Protesters are full of hope that Brazil, the perennial pais do futuro (country of the future), might finally be stirring from its torpor. Numbers at the protests have backed such optimism. Over a million Brazilians flooded on to the streets on Thursday, and last night more were expected to turn out.

The most recent wave of protests began at the beginning of the month in Sao Paulo over what may seem an insignificant 20 centavo (7p) bus-fare hike. But the level of the increase was less important than what it represented. Once again, Brazilians felt they were being asked to pay an onerous price for a shoddy service. Buses in big cities are overcrowded, infrequent and journeys can take hours.

Now the leaderless, non-politically affiliated protest movement has a variety of goals. Better public healthcare is one. "I recently spent eight hours in a hospital waiting room with dengue," says Lee, a bank worker protesting on Friday. "People were sleeping on the floor." Another is an improved education system. "We work hard and pay high taxes. And we get nothing in return," he continues.

Frustration over the country's institutionalised corruption has attracted many to the protests. Influence-peddling scandals such as 2005's Mensalao ("big monthly allowance") affair and, more recently, the saga of Carlinhos Cachoeira, accused of running a political bribery network, have left many desperate for change.

Some protesters have focused on the £8bn spent on stadium and infrastructure work for next year's World Cup, seen as indefensible in a country with so many more pressing needs. The brutal tactics employed by the police have added to the indignation. Rubber bullets and tear gas have been used, often indiscriminately and at close range.

Plurality may be the defining feature of the protests. While economic growth has lifted millions of Brazilians from poverty and created a burgeoning lower middle class, the country remains highly divided. Yet the demonstrations have drawn people from all social groups. The lights of swanky flats have flicked on and off in support of students and workers protesting in the streets below. Sons and daughters of doctors and lawyers have found themselves in shadowy streets in the centre, chanting the national anthem alongside people from rough suburbs.

Both Rio and Sao Paulo cancelled bus-fare increases on Wednesday, and President Dilma Rousseff said that the profits from Brazil's oil resources would be invested in education. Thousands of overseas doctors are to be brought in to boost the health service, and there will be talks with representatives from protest groups. Many demonstrators, however, remain sceptical. "It's about doing, not about talking," said Lee.

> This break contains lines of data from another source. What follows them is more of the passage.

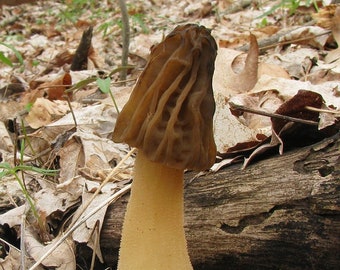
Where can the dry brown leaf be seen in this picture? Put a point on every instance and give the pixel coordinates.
(232, 76)
(12, 260)
(44, 111)
(294, 107)
(62, 258)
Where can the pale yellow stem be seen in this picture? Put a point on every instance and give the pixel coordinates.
(153, 235)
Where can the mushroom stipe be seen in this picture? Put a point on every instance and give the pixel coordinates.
(169, 118)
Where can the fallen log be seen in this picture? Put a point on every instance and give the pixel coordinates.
(282, 212)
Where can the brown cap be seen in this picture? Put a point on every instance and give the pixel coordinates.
(169, 115)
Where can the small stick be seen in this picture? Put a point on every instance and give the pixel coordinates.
(273, 115)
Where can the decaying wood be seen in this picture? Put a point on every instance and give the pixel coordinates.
(279, 213)
(80, 58)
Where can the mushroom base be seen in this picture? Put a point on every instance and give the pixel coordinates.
(153, 235)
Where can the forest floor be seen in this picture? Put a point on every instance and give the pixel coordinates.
(56, 120)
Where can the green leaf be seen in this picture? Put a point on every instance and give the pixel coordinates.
(104, 84)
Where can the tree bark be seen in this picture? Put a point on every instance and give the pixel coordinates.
(279, 213)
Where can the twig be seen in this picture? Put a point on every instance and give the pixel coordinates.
(78, 221)
(273, 115)
(273, 41)
(126, 38)
(22, 242)
(322, 110)
(109, 200)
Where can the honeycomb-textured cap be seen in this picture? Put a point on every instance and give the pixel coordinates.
(169, 115)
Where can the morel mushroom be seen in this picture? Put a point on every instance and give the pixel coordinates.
(169, 118)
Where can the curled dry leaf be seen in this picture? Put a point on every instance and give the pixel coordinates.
(62, 258)
(44, 112)
(294, 107)
(232, 76)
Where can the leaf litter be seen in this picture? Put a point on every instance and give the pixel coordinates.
(72, 132)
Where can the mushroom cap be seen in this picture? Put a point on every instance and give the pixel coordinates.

It is not the first time Brazil has taken to the streets. There were the "painted faces" who helped bring down the crooked government of Fernando Collor in 1992, and the "Diretas Ja" campaign for democratic elections in the 1980s. Since then, the mood has been one of weary acceptance of corruption and awful public services.

"We're the children of those who fought against the dictatorship," said Lucio, a lawyer, at a demonstration in Belo Horizonte on Thursday. "But then we went to sleep." Now, it seems, Brazil may finally be waking up."

The protests continued in the city last night when thousands converged on the Mineirão football stadium, where the Japan vs Mexico Confederations Cup game was being played.

Unfortunately, they were met with baton rounds and tear gas. Shortly after the match, the streets were in flames and Belo Horizonte resembled a war zone. This revolution will not go quietly into the night.